Lets look at what are the possible outcomes along with their frequencies.

In [8]:
shelter_data['OutcomeType'].frequencies
Out[8]:
Daru::Vector(5)
OutcomeType
Return_to_owner 4786
Euthanasia 1553
Adoption 10769
Transfer 9406
Died 197

So, a large amount of these animals are adopted which is great.

Lets get some insight into animals who died.

In [9]:
died = shelter_data.where shelter_data['OutcomeType'].eq('Died')
died['AnimalType'].frequencies :percentage
Out[9]:
Daru::Vector(2)
AnimalType
Dog 25.380710659898476
Cat 74.61928934010153

Hmm.. Cats are more prone to die than dogs. We can say this because cats to dog ratio is almost the same in the dataset.

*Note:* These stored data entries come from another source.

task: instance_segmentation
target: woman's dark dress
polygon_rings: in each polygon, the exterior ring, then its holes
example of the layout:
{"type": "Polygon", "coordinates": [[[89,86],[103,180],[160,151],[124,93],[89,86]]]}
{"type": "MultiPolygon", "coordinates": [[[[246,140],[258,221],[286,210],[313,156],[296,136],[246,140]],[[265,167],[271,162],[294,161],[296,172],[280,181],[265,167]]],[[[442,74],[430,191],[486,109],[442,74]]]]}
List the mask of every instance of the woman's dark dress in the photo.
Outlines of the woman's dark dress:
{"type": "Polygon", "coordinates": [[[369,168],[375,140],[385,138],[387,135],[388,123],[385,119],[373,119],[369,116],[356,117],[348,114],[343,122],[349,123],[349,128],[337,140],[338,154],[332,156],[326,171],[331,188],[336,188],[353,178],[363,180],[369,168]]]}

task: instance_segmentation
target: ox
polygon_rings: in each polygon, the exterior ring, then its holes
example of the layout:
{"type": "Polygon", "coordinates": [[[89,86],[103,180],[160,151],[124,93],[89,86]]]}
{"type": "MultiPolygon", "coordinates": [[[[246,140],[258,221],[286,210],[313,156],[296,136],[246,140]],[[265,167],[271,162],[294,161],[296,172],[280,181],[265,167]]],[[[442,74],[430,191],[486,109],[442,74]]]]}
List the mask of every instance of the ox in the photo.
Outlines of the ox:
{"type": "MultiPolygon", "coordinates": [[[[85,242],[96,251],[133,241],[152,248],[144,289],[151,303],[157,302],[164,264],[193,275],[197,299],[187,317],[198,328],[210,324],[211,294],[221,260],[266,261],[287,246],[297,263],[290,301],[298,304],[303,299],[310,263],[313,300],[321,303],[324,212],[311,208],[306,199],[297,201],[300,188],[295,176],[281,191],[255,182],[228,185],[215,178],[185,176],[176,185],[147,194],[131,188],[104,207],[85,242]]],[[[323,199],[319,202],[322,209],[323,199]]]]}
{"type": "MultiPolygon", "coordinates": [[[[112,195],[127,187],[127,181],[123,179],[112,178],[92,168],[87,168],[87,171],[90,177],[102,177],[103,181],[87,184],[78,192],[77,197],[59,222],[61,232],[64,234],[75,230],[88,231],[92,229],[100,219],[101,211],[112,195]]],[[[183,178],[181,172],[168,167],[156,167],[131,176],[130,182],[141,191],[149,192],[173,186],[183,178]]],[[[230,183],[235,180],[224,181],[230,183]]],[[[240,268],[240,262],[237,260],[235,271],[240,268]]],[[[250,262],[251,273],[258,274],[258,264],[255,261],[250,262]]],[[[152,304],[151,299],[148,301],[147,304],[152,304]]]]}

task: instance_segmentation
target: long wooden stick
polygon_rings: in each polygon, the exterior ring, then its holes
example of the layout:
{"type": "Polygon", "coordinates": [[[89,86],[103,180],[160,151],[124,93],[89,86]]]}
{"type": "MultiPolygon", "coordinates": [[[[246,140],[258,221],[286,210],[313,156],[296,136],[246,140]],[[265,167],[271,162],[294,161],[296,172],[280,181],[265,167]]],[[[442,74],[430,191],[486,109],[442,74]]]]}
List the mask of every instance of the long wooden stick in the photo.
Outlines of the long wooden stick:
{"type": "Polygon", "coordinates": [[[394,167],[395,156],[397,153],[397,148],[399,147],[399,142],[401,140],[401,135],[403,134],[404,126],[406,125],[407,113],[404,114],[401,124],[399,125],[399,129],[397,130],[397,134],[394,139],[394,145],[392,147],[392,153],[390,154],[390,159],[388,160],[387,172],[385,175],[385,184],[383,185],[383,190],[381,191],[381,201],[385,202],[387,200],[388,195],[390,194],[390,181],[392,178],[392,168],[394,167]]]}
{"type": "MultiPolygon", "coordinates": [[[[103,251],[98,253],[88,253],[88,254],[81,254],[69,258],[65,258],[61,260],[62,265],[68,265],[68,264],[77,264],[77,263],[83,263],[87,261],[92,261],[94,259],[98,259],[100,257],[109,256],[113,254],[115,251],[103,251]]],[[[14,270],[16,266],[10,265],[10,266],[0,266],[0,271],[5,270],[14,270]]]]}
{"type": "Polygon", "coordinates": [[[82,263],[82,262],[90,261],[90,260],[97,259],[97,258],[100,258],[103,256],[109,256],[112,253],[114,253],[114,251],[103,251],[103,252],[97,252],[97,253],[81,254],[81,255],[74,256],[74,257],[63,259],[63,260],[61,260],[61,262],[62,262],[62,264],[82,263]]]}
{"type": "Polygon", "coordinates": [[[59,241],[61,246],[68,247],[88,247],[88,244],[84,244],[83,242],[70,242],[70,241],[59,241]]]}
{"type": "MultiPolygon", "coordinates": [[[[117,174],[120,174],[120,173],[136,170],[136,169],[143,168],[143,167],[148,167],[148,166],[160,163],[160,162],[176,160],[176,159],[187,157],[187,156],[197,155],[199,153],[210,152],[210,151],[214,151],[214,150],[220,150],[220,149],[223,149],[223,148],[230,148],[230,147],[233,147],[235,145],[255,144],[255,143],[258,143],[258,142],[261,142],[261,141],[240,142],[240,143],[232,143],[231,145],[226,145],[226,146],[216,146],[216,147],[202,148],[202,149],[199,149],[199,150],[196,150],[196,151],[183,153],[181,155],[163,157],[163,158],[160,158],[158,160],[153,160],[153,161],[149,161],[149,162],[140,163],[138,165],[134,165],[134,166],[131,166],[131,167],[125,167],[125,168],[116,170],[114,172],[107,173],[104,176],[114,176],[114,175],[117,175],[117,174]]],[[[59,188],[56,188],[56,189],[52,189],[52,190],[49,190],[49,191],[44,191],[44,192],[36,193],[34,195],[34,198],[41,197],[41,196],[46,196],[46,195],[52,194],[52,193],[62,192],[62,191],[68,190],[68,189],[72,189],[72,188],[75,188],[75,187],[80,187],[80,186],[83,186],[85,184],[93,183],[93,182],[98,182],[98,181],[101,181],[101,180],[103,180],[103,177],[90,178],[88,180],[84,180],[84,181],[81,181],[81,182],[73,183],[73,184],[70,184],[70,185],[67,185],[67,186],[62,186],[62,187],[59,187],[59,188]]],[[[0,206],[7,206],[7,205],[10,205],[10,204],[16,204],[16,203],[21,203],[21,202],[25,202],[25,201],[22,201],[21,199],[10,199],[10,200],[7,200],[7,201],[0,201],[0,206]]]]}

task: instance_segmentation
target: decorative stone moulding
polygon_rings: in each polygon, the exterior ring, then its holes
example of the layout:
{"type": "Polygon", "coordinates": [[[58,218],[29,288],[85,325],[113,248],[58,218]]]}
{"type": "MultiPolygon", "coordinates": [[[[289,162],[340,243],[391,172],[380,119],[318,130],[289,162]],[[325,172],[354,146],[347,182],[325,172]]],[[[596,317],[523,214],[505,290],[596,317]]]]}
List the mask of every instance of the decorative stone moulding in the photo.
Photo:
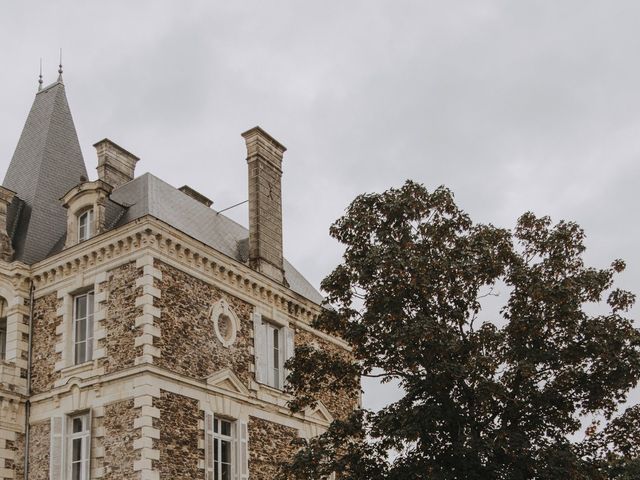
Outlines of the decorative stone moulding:
{"type": "Polygon", "coordinates": [[[219,300],[211,308],[211,321],[213,322],[213,331],[222,346],[229,348],[233,345],[240,329],[240,321],[225,300],[219,300]]]}

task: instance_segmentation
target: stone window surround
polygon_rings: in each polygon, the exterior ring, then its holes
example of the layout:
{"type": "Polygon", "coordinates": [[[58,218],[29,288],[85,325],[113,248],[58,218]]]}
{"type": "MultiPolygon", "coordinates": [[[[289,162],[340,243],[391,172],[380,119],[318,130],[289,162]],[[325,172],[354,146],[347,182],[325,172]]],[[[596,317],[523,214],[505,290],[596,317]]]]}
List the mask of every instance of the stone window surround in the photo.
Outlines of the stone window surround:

Lets have some insight into ages of cats and dogs that died.

In [10]:
died.where(died['AnimalType'].eq 'Dog')['AgeuponOutcome'].frequencies :percentage
Out[10]:
Daru::Vector(5)
less_than_week 12.0
less_than_month 4.0
less_than_year 24.0
one_to_five_years 40.0
more_than__five_years 20.0
In [11]:
died.where(died['AnimalType'].eq 'Cat')['AgeuponOutcome'].frequencies :percentage
Out[11]:
Daru::Vector(5)
less_than_week 11.564625850340136
less_than_month 12.244897959183673
less_than_year 57.14285714285714
one_to_five_years 12.244897959183673
more_than__five_years 6.802721088435375

Also younger cats are more prone to die.

Lets move our attention to animals which got adopted.

In [12]:
adopted = shelter_data.where shelter_data['OutcomeType'].eq('Adoption')
adopted['AnimalType'].frequencies :percentage
Out[12]:
Daru::Vector(2)
AnimalType
Dog 60.33057851239669
Cat 39.66942148760331

Hmm... Dogs are more likely to be adopted, maybe that explains why so many cats die.

Lets now look at those animals which got adopted by their owner back.

In [13]:
owner = shelter_data.where shelter_data['OutcomeType'].eq('Return_to_owner')
owner['AnimalType'].frequencies :percentage
Out[13]:
Daru::Vector(2)
AnimalType
Dog 89.55286251567071
Cat 10.447137484329295

Astonishingly 90% of dogs returns to their owner while only 10% of cats do.